Losartan is a selective antagonist of angiotensin II AT1 receptors, highly effective when taken orally. Losartan and its pharmacologically active carboxylated metabolite (E-3174) both in vitro and in vivo block all physiological effects of angiotensin II, regardless of its source or route of synthesis. Unlike some peptide angiotensin II antagonists, losartan does not have agonist properties.

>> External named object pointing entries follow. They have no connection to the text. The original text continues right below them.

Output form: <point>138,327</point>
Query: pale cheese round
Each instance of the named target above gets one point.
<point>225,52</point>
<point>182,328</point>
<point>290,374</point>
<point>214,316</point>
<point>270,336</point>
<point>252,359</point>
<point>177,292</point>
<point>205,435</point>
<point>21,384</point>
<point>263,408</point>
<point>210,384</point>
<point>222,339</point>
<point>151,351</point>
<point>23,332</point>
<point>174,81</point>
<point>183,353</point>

Losartan selectively binds to AT1 receptors and does not bind to or block receptors of other hormones and ion channels that play an important role in regulating the function of the cardiovascular system. In addition, losartan does not inhibit angiotensin-converting enzyme (ACE, kininase II), which is responsible for the destruction of bradykinin. Therefore, effects not directly related to AT1 receptor blockade, such as increased bradykinin-mediated effects or the development of edema (losartan 1.7%, placebo 1.9%), are not related to the action of losartan.

Losartan suppresses the increase in systolic and diastolic blood pressure (BP) during angiotensin II infusion. At the moment of reaching the maximum concentration of losartan in the blood plasma (Cmax) after taking losartan at a dose of 100 mg, the above effect of angiotensin II is suppressed by approximately 85%, and 24 hours after single and multiple doses – by 26-39%.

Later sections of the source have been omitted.